Sometimes only some of the results of a poll (such as the 2PP but not the primaries, or not all of the primaries) are available for a short amount of time.  In these cases I will often post a provisional update for that poll based on what is available and then post a final update when all data are available.

Unusual polls:

From time to time a poll is available that includes data from around half the Australian voter base.  Examples are a Galaxy poll of only female voters, and a ReachTEL poll of only NSW and Victorian voters.
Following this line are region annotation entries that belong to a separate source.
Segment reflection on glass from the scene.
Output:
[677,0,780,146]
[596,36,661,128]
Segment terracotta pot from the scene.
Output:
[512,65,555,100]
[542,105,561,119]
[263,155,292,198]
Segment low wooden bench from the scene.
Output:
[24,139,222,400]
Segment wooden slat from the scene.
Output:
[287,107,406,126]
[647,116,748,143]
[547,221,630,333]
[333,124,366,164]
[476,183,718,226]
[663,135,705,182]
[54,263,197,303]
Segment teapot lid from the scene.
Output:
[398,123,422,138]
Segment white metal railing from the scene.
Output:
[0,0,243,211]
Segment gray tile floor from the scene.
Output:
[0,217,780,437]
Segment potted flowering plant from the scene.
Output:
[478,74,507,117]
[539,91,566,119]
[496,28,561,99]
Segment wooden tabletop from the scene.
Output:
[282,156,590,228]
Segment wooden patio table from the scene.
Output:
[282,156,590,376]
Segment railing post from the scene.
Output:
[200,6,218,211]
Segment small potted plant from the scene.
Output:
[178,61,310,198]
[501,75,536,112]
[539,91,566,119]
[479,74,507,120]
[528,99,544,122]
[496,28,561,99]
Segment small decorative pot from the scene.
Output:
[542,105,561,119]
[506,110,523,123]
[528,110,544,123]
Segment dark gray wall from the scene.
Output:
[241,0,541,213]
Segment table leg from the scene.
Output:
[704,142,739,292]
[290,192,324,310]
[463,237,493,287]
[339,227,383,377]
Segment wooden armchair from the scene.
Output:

In these cases a national figure is estimated based on known differences between the surveyed and non-surveyed components, and the poll is aggregated at half its normal value.  However such polls by pollsters without well-established national 2PP tracking (eg JWS Research bulk polls of dozens of "marginal seats") are not included.  Single-state polls of federal voting intention are also not included.

New poll types:

A new poll type by an established pollster may be either included immediately, or excluded until three polls by that type have been conducted.  The new poll type is always excluded until three polls by that type are conducted if it appears to have a substantial house effect.

Example tracking:

The following is example of tracking for the current parliament four weeks after the condition for using the aggregate was first met:

Labor has led throughout this period (and by 2016 preferences on every poll released since the election), although by my assessment this lead is relatively narrow.  The aggregate more heavily weights Newspoll than Essential and assumes both usually lean slightly to Labor based on form in the previous parliament, although neither did so in their final poll.

Here is the final output of the smoothed aggregate for the previous parliament:

Seat Projections and Interpretation:

Formal seat projections will be added in the leadup to the next election.

For the time being, while the Mackerras pendulum has Labor requiring a 50.7% 2PP based on uniform swing to win more seats than the Coalition at the next election, it really shouldn't be that hard.  Labor has a massive advantage in personal votes arising from its many seat wins at the 2016 election.  This may well be blunted by redistributions (or if any of the new MPs don't recontest), but for now I estimate Labor needs a 2PP of only 50.1% for a 50% chance of winning more seats than the Coalition (ignoring any possible crossbench changes).  It is similar to the situation at the 2001 election, at which a 1.93% swing in its favour gave the Coalition not the eight seat gains implied by the pendulum, but only two.


A smoothed version of the aggregate is used as a basis for graphs.  The smoothed version for a given week is calculated by the following formula:

(current reading*2 + previous reading + next reading)/4

or where the next reading has not happened yet:

(current reading*2.5 + previous reading*1.5)/4

Other Aggregators:

Several aggregators operated during the 2016 election cycle, some of which have since been discontinued.  Links to good-quality aggregators, doubtless including BludgerTrack, will be added here as they emerge from hiding.  Dodgy ones may be linked as well if they are high-profile.

Conditions for operation:

The aggregate is suspended (frozen at its existing value) at any time at which the number of individual polls included in it falls below three.  When the number falls below five a cautionary note is added.

Mandatory reset events (all existing polls discarded and the aggregate restarts after three new polls) are (i) a federal election for the full House of Representatives is held (ii) there is a change of Prime Minister.  Resets may be applied in other cases but this will only occur, if at all, with great reluctance!

Log of adjustment and methods changes:

All changes made to the pollster-specific and global house effects, and any other changes made, will be listed here.

27 Nov: Global house effect correction reduced from +0.4 to +0.2 for Coalition following re-emergence of Ipsos.

15 May: Global house effect correction removed.  Note on respondent preferences expanded.